Like a sea of ​​people

, This is the so-called "Karl's Fire". When it first burned, it was a broad and shallow flame. It moved slowly, like an infantry battalion marching side by side, leaving charred grass and lightly charred trees. . A typical feature of Carr Fire is also that it moves according to wind, ground slope and flammable fuel indications-south-southeast around the lake, and then remote on the hills, partly due to rising heat. On that particular morning, a fire rose above Redding, with northwest wind behind it, climbing down the mountain.

November 2020.

Knapp ended his day. His friend Talitha Derksen is a wildlife biologist. His daughter is about the same age as Knapp himself. He sent a text message saying she Neighbors may have to evacuate. One of the agencies responsible for the judgment task, the California Forestry and Fire Department (also known as CalFire) is one of the largest and most effective field fire protection organizations in the world. CalFire's evacuation recommendations are based on predictions of where and how fast the flame forward will move next. That day, the fire seemed likely to reach a zone called Land Park on the floor of the Sacramento Valley, about a mile northwest of Dirksen’s home.

Knapp and the others changed their plans: they would meet at Dirksen's house, order pizza, and help her get ready to leave, just in case. Knapp stopped at his house to pick up the fireproof Nomex clothes. When he went to Derksen's house, he considered going to the office again to pick up his helmet and emergency fire shed (a small fire-resistant tent), but he decided that it was unlikely to need them.

When he turned to the streets of Derksen, the front of the flame was a few miles away, covered by trees, but Knapp could see the thick smoke standing upright and the high plume turning the orange into the sun. When he arrived at Derksen's house, she was already packing her luggage. To make sure he knew what they were dealing with, Knapp jogged the nearby Sacramento River Trail to enjoy the scenery. On the remote river bank, Upriver can see red flames burning gray pines and dwarf oak trees.

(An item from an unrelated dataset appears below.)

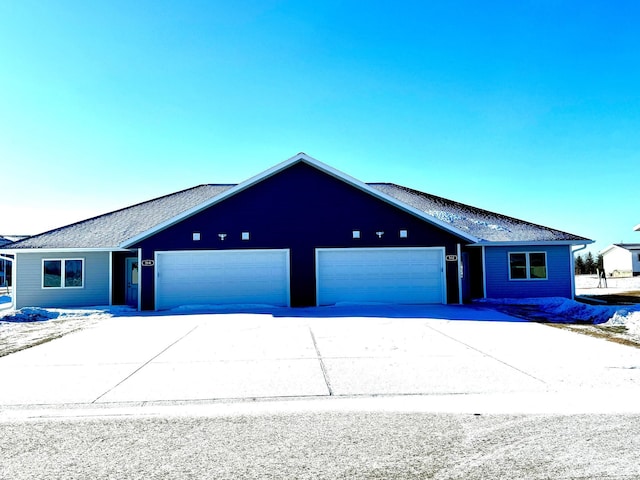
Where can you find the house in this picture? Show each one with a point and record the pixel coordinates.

Knapp was taking the picture when he noticed something strange: the wind he was standing on blew into the fire from the south, but the front of the flame was still moving in the opposite direction, which was driven by the northwest deflection behind it. Then he saw another thing: the part of the plume was spinning in different directions, as if it was starting to spin.

Knapp knew that this might herald a once rare and dangerous phenomenon called plume fire, in which the convective column on which the fire itself rises becomes hot enough and large enough that

The fire can burn hotter in some way, and spread quickly without warning, enough to trap people fleeing.

When Knapp ran back, he walked past the neighbors, suggesting that they turn around. However, even he does not know how many of these dangers are. When Dirksen left, Knapp and others used hoses to flush the roof and rain gutters in the house, and cleaned up flammable items such as cardboard boxes and lawn furniture. Knapp was the last person there, sprinkling water on the fence and yard.

Even when Knapp shook the faucet, the swirling smoke he saw was still accelerating rapidly, turning Carr Fire’s huge low-level plume into the largest tornado ever observed, spinning The vortex is 17,000 feet high and spins at a speed of 143 mph. The destructive power of the EF-3 tornado, which will wipe out entire towns in Oklahoma.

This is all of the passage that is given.